Six techniques to simplify your big data visualizations
Big data volumes are so large that it can be hard to imagine what your data actually looks like. The size and complexity of so much data can be difficult to illustrate, let alone explore.
Lucky for you, it doesn’t take an IMAX Theater or a virtual world to view big data. With a few data visualization techniques, you can explore and interact with even the largest big data volumes using a standard visual interface. Start with these concepts, which range from basic to more advanced.
Filtering. When working with large amounts of data, being able to quickly and easily filter your data is important. What if you only want to view data for a certain region, product line or some other variable? You can use filtering capabilities to refine the information you see. Another way to better understand the composition of your data is through the use of histograms. Histograms provide a visual distribution of the data along with cues for how the data will change if you filter on a particular measure. Histograms save time by giving you an idea of the effect the filter will have on the data before you apply it.

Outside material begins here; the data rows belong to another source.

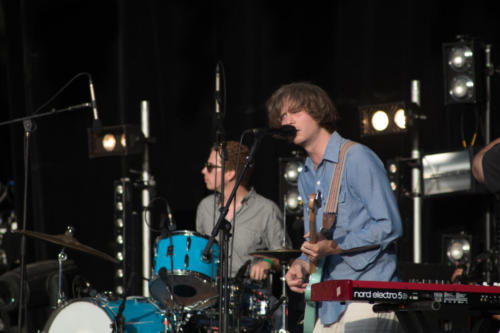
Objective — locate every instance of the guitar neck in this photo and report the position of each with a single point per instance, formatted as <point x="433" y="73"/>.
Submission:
<point x="313" y="236"/>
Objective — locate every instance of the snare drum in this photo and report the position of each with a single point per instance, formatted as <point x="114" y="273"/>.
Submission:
<point x="181" y="275"/>
<point x="98" y="315"/>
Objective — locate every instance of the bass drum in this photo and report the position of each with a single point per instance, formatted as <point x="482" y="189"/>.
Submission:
<point x="182" y="276"/>
<point x="98" y="315"/>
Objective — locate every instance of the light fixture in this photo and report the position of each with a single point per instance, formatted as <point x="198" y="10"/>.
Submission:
<point x="388" y="118"/>
<point x="457" y="248"/>
<point x="290" y="168"/>
<point x="449" y="172"/>
<point x="120" y="140"/>
<point x="291" y="203"/>
<point x="463" y="71"/>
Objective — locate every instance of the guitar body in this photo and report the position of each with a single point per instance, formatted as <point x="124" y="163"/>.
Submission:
<point x="310" y="310"/>
<point x="315" y="270"/>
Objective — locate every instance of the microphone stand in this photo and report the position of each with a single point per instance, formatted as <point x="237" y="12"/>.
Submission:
<point x="28" y="130"/>
<point x="225" y="226"/>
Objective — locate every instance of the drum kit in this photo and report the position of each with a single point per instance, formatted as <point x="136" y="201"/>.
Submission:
<point x="184" y="292"/>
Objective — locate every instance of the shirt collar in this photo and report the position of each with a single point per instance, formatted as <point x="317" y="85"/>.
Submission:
<point x="331" y="153"/>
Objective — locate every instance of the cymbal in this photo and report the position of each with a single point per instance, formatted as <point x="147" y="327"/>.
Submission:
<point x="280" y="254"/>
<point x="67" y="240"/>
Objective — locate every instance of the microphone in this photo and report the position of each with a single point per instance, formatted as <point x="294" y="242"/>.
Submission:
<point x="217" y="90"/>
<point x="171" y="222"/>
<point x="285" y="131"/>
<point x="96" y="124"/>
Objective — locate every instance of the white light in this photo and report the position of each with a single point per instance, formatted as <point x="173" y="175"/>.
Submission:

Figure 1: This visualization shows data filtered into two categories: male and female.
Binning. To display results of data exploration and analysis in a way that is meaningful and not overwhelming, you may need a new way to look at the data that collapses and condenses the results in an intuitive fashion but still displays graphs and charts that decision makers are accustomed to seeing. One potential solution is to use binning, or the grouping together of data. For example, you could show billions of data points by year instead of month. When you bin data on both axes of a graph, you make it easier to visualize the big data. Binning an also be used with box plots, which can be especially useful with data so large that even your outliers include millions of data points. (Figure 2: This box plot compares the distribution of data points within a category.)
Figure 2: This box plot compares the distribution of data points within a category.
Autocharting. When working with massive amounts of data, it can be difficult to immediately grasp what visual might be the best to use. Autocharting takes a look at the data you wish to examine and then, based on the amount of data and the type of data, it presents the most appropriate visualization. Intelligent autocharting can help nontechnical users easily visualize their data – no matter how large it is.
Figure 3: The heat map above was created using an the autocharting feature in SAS Visual Analytics.
Overview bars for high cardinality. Cardinality becomes a concern with big data because the data can have many unique values per column, and displaying that many values in a chart or graph is difficult to understand. One method for dealing with high cardinality is to use bar charts that condense the data but also provide an overview bar that zooms into the bar chart and enables information consumers to scroll through the entire chart.
Figure 4: High cardinality in a bar chart with big data may be difficult to understand.
Figure 5: The overview axis bar below the bar chart shows the high cardinality in this big data more clearly. You can easily scroll through the entire chart.
Network diagrams. Data variety brings challenges because semistructured and unstructured data require new visualization techniques. Network diagrams view relationships in terms of nodes and ties. Nodes represent the individual actors in the network and ties represent the relationships between the individuals, such as friendship, kinship or business relationships. Network diagrams generally show nodes as points and ties as lines. Businesses are using network diagrams to understand relationships and influence between customers or groups of customers. Law enforcement agencies often use network diagrams to map relationships between clandestine or covert organizations. You can also superimpose the network diagram on top of a map, to show relationships across geographic regions, as seen in Figure 6.
Figure 6: Network diagrams explore relationships within a data set, including connections across geographic areas.
Correlation Matrices. Since many big data sources are coming into the organization in a constant stream of data, data velocity can present challenges. A correlation matrix combines big data and fast response times to quickly identify which variables are related. It also shows how strong the relationships are between variables. Identifying these relationships can help speed up your analytics life cycle because analytical modelers can perform variable reductions more quickly and efficiently.
Figure 7: In this correlation matrix, darker boxes indicate a stronger correlation; lighter boxes indicate a weaker correlation.
If you are working with massive amounts of data, displaying results of data exploration and analysis in a way that is not overwhelming can be a challenge. Using the tips above can help you find new ways to look at big data, so you can quickly collapse and condense the results in an intuitive fashion.
Remember that the best visual to convey your information is usually the simplest. Getting to know your audience and how they like to consume information will also help you find the best visualization techniques for your data – big or small.